Nasce un’amicizia forte, insieme alla presa di coscienza che le armi danno loro sicurezza. Decidono di fondare un club, i Dandies, nel quale coinvolgono altri tre “losers”, Susan, figlia della proprietaria di un negozio di cianfrusaglie (sempre ubicato sulla Electric Park), Huey, privo di gambe, ma appena dotato di protesi, e il suo amico Freddie, vessato e picchiato in continuazione a scuola. Ognuno si procurerà una pistola (pistole, nel caso di Susan), le darà un nome (quella di Dick si chiamerà Wendy, e il pretesto narrativo, che dà il titolo al film, è una lettera che Dick scrive alla sua pistola, lettera che si snoderà nel percorso del film, e verrà narrata da una voce fuori campo); il club si dà delle regole ferree, e sarà un club di pacifisti con la pistola, che sparano solo al chiuso. Almeno finchè l’equilibrio non viene rotto da Sebastian, il nipote di Clarabella, affidato a Dick dallo sceriffo Krugsby per redimerlo (il ragazzo ha ucciso una persona) e tenerlo a bada, come in una specie di libertà vigilata.

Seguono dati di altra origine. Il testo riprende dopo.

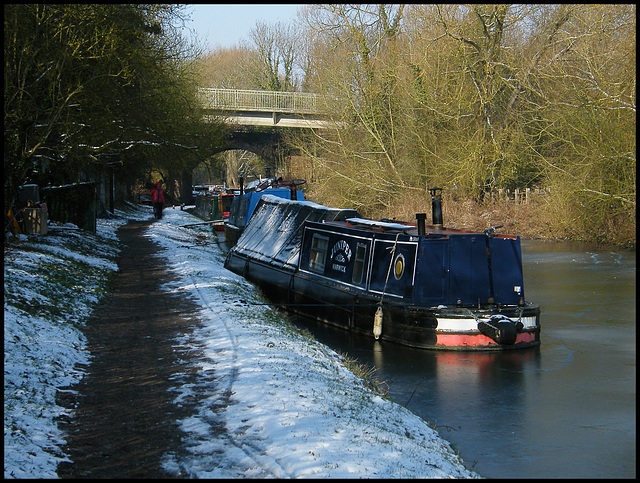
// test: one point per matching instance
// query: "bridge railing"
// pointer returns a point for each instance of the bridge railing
(261, 101)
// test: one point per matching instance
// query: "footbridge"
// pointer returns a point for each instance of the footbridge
(265, 108)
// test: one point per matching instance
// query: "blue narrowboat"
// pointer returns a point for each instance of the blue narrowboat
(244, 205)
(421, 285)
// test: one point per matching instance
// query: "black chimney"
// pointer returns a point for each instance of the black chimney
(436, 207)
(420, 218)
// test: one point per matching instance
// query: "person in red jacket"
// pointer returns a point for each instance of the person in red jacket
(157, 198)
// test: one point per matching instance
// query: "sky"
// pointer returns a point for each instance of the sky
(295, 410)
(226, 25)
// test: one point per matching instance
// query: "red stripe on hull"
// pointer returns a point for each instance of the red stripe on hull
(479, 340)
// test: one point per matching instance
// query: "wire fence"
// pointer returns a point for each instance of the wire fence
(260, 101)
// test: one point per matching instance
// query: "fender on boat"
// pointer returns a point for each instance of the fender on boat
(501, 329)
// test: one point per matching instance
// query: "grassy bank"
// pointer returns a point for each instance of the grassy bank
(537, 219)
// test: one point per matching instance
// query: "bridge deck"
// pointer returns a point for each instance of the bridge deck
(260, 101)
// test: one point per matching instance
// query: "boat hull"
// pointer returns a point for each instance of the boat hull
(436, 328)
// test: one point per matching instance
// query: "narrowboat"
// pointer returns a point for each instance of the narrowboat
(214, 207)
(420, 285)
(244, 205)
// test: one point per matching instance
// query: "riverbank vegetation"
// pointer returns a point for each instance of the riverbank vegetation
(95, 92)
(473, 99)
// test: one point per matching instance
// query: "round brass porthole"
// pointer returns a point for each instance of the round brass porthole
(398, 267)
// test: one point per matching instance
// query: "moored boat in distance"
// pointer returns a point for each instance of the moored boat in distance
(244, 205)
(421, 285)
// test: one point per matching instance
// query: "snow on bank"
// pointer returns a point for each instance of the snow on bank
(51, 284)
(270, 401)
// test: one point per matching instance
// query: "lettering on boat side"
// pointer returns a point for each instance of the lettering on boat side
(341, 255)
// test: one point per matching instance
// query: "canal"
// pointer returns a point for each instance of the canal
(564, 410)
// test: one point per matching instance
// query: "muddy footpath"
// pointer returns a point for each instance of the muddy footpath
(123, 420)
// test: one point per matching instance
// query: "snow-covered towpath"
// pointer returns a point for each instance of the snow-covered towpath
(267, 401)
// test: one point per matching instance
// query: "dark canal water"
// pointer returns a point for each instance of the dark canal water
(566, 409)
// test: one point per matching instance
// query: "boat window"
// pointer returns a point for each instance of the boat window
(398, 269)
(358, 265)
(319, 245)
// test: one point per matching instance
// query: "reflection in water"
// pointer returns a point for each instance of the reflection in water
(565, 409)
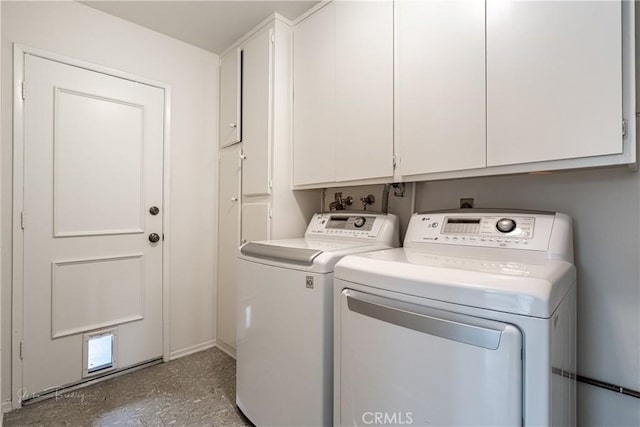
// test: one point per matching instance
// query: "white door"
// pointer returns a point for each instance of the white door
(93, 148)
(228, 243)
(440, 85)
(314, 120)
(230, 89)
(363, 90)
(406, 364)
(256, 221)
(256, 114)
(554, 80)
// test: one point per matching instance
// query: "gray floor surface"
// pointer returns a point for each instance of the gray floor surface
(196, 390)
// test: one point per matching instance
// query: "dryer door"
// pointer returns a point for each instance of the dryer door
(402, 363)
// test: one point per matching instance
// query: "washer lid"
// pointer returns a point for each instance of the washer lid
(499, 283)
(318, 255)
(282, 253)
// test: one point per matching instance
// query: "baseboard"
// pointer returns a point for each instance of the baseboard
(190, 350)
(226, 348)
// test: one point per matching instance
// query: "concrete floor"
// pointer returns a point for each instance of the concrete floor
(194, 390)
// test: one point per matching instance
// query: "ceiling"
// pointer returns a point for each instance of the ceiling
(211, 25)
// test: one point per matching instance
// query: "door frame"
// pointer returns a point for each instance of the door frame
(17, 298)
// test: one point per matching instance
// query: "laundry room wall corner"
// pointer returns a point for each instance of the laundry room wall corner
(77, 31)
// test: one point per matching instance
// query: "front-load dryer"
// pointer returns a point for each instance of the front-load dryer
(285, 317)
(473, 322)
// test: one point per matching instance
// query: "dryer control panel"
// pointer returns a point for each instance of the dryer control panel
(512, 230)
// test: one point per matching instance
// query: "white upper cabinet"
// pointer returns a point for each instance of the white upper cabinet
(459, 88)
(230, 88)
(343, 93)
(314, 98)
(257, 56)
(554, 80)
(364, 90)
(440, 85)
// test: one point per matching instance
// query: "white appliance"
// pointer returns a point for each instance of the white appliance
(285, 317)
(473, 322)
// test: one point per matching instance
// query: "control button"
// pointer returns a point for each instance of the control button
(505, 225)
(359, 221)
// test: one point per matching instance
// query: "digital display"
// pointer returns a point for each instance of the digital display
(337, 222)
(457, 225)
(463, 220)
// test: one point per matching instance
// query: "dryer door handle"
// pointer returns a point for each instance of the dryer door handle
(452, 326)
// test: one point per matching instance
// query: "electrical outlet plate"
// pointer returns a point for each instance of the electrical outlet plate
(466, 202)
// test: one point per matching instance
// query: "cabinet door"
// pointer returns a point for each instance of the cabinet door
(228, 242)
(364, 90)
(314, 98)
(230, 88)
(440, 84)
(554, 80)
(256, 113)
(255, 221)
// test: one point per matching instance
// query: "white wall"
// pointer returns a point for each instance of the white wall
(399, 205)
(75, 30)
(605, 208)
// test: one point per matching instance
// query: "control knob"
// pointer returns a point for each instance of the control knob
(505, 225)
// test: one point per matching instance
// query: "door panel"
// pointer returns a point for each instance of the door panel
(93, 168)
(228, 243)
(255, 221)
(314, 98)
(425, 366)
(364, 89)
(108, 198)
(554, 80)
(256, 114)
(440, 85)
(230, 90)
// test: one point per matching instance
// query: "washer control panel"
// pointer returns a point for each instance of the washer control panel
(346, 225)
(526, 230)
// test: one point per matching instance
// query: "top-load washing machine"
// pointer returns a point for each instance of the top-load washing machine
(472, 323)
(285, 317)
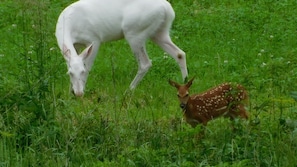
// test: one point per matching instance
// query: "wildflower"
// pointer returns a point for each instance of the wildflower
(263, 64)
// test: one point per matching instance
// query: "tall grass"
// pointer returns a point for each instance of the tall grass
(41, 124)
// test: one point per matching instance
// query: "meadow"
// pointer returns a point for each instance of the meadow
(253, 43)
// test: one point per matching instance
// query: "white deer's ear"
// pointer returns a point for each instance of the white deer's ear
(66, 52)
(87, 51)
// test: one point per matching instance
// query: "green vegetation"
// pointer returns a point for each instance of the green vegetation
(253, 43)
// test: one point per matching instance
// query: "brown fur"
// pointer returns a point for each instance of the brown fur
(226, 100)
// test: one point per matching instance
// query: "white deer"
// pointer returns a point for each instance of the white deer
(88, 23)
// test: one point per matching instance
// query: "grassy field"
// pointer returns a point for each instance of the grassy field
(253, 43)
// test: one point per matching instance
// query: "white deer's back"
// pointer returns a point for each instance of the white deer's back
(105, 20)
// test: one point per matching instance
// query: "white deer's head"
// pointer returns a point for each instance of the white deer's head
(77, 69)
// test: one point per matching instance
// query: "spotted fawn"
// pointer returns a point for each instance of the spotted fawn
(225, 100)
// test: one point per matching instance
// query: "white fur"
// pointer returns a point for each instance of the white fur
(88, 23)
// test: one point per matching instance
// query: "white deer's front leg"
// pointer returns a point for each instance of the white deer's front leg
(144, 63)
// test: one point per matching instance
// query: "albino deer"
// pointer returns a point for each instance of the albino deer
(224, 100)
(88, 23)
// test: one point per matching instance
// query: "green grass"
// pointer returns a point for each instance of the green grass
(249, 42)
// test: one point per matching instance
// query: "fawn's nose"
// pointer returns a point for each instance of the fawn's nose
(182, 105)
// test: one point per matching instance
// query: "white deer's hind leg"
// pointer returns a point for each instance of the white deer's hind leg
(144, 63)
(164, 41)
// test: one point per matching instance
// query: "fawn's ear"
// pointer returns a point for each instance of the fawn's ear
(190, 82)
(174, 84)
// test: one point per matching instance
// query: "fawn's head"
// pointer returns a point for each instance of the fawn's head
(182, 92)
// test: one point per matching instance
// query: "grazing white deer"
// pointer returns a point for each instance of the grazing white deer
(88, 23)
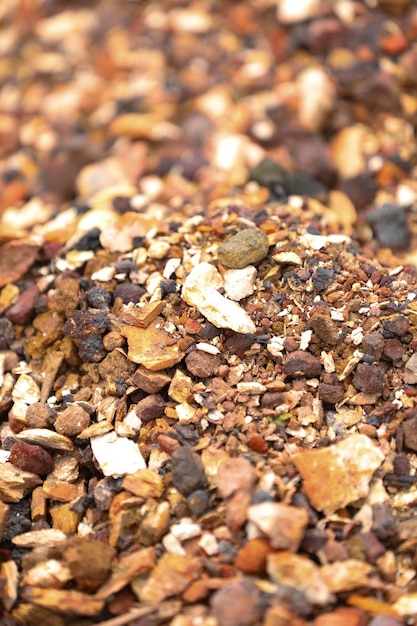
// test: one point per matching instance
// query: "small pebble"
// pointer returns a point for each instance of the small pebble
(245, 248)
(31, 458)
(390, 227)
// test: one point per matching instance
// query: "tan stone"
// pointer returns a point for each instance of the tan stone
(282, 523)
(15, 483)
(340, 474)
(153, 347)
(172, 574)
(145, 483)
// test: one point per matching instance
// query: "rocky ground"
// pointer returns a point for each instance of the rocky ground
(208, 310)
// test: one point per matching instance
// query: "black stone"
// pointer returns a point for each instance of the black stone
(390, 227)
(89, 241)
(98, 298)
(322, 277)
(187, 471)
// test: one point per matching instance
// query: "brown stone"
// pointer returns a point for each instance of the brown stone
(31, 458)
(301, 363)
(235, 476)
(116, 367)
(251, 558)
(202, 364)
(16, 257)
(151, 407)
(23, 309)
(283, 524)
(369, 378)
(410, 433)
(72, 421)
(151, 382)
(330, 393)
(89, 561)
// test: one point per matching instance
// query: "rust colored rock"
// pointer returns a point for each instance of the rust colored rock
(373, 344)
(89, 561)
(369, 378)
(330, 393)
(86, 329)
(23, 309)
(301, 363)
(393, 349)
(39, 415)
(31, 458)
(235, 475)
(67, 296)
(148, 381)
(16, 257)
(410, 433)
(343, 616)
(116, 367)
(251, 558)
(150, 407)
(187, 471)
(324, 327)
(398, 326)
(237, 604)
(202, 364)
(72, 421)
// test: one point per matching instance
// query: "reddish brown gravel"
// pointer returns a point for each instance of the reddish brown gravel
(208, 313)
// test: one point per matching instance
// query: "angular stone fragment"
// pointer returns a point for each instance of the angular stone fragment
(301, 363)
(47, 538)
(410, 433)
(31, 458)
(16, 257)
(410, 370)
(172, 574)
(282, 523)
(144, 483)
(201, 364)
(46, 438)
(369, 378)
(72, 421)
(181, 387)
(9, 577)
(153, 347)
(245, 248)
(15, 483)
(66, 601)
(151, 407)
(117, 456)
(340, 474)
(235, 476)
(130, 565)
(239, 284)
(293, 570)
(346, 575)
(200, 290)
(141, 315)
(151, 382)
(48, 574)
(89, 562)
(238, 604)
(187, 471)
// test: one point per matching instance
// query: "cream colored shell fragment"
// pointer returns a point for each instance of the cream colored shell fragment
(200, 290)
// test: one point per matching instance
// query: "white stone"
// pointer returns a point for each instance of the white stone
(290, 12)
(410, 370)
(186, 529)
(239, 284)
(117, 456)
(200, 290)
(26, 390)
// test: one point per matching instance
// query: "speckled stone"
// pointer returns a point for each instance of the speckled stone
(245, 248)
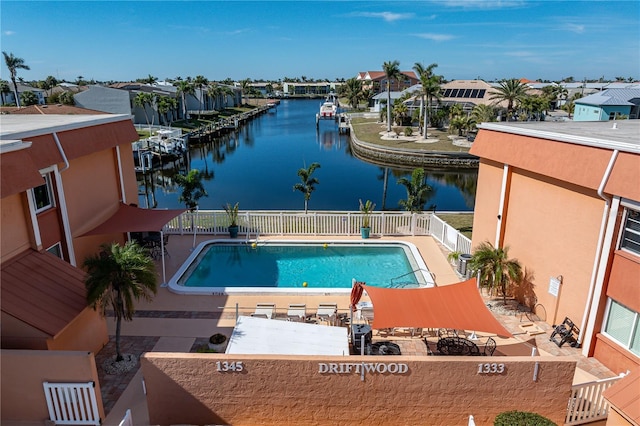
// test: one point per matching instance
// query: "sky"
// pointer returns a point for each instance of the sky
(271, 40)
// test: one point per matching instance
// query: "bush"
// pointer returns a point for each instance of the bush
(521, 418)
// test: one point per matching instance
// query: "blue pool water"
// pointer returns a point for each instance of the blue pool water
(288, 266)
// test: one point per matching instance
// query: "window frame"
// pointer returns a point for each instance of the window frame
(49, 190)
(633, 330)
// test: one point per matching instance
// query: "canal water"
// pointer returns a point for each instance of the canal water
(257, 167)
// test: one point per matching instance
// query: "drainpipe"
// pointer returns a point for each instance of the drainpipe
(503, 195)
(63, 204)
(599, 248)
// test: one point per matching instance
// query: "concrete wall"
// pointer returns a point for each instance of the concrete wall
(189, 389)
(23, 373)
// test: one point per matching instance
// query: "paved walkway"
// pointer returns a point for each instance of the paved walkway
(178, 323)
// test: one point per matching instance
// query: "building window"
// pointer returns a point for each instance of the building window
(43, 195)
(621, 325)
(631, 232)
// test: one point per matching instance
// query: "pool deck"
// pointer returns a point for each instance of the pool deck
(175, 323)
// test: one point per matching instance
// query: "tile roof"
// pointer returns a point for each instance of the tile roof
(625, 397)
(43, 291)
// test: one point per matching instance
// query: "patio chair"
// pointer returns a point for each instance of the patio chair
(265, 310)
(297, 312)
(489, 347)
(327, 312)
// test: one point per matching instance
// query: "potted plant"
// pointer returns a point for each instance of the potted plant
(217, 342)
(232, 215)
(366, 208)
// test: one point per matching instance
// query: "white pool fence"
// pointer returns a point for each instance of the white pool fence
(254, 223)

Vinterberg, che ricordiamo con estremo piacere per averci regalato quella perla di cinema cattivo nei sentimenti che fu “Festen”, co-fondatore del “Dogma 95” insieme a Lars Von Trier, dopo essersi cimentato con un cast hollywoodiano in “Le forze del destino” cambia ancora direzione, e spiazza ancora una volta. Intendiamoci, il film è grottesco fino al non-sense, e qualcuno potrebbe chiedersi, guardandolo, che diavolo sta a significare. Ma, oltre che ben fatto, il film ha un tocco affascinante e pone interessanti quesiti sul comportamento umano in presenza di armi, tema molto attuale oggigiorno in tutto il mondo (non ultimo il referendum brasiliano sul possesso personale). Ovviamente, lo fa in modo canzonatorio, com’è usuale nei registi che sono passati dal Dogma (e che lo hanno abbandonato poco dopo, a cominciare da Von Trier). Il protagonista è Jamie Bell, l’indimenticabile Billy Elliot, cresciuto ma sempre bravo, come il resto del cast. Fotografia e scenografia impeccabile.
Per chi ama la sperimentazione, e il western rivisitato.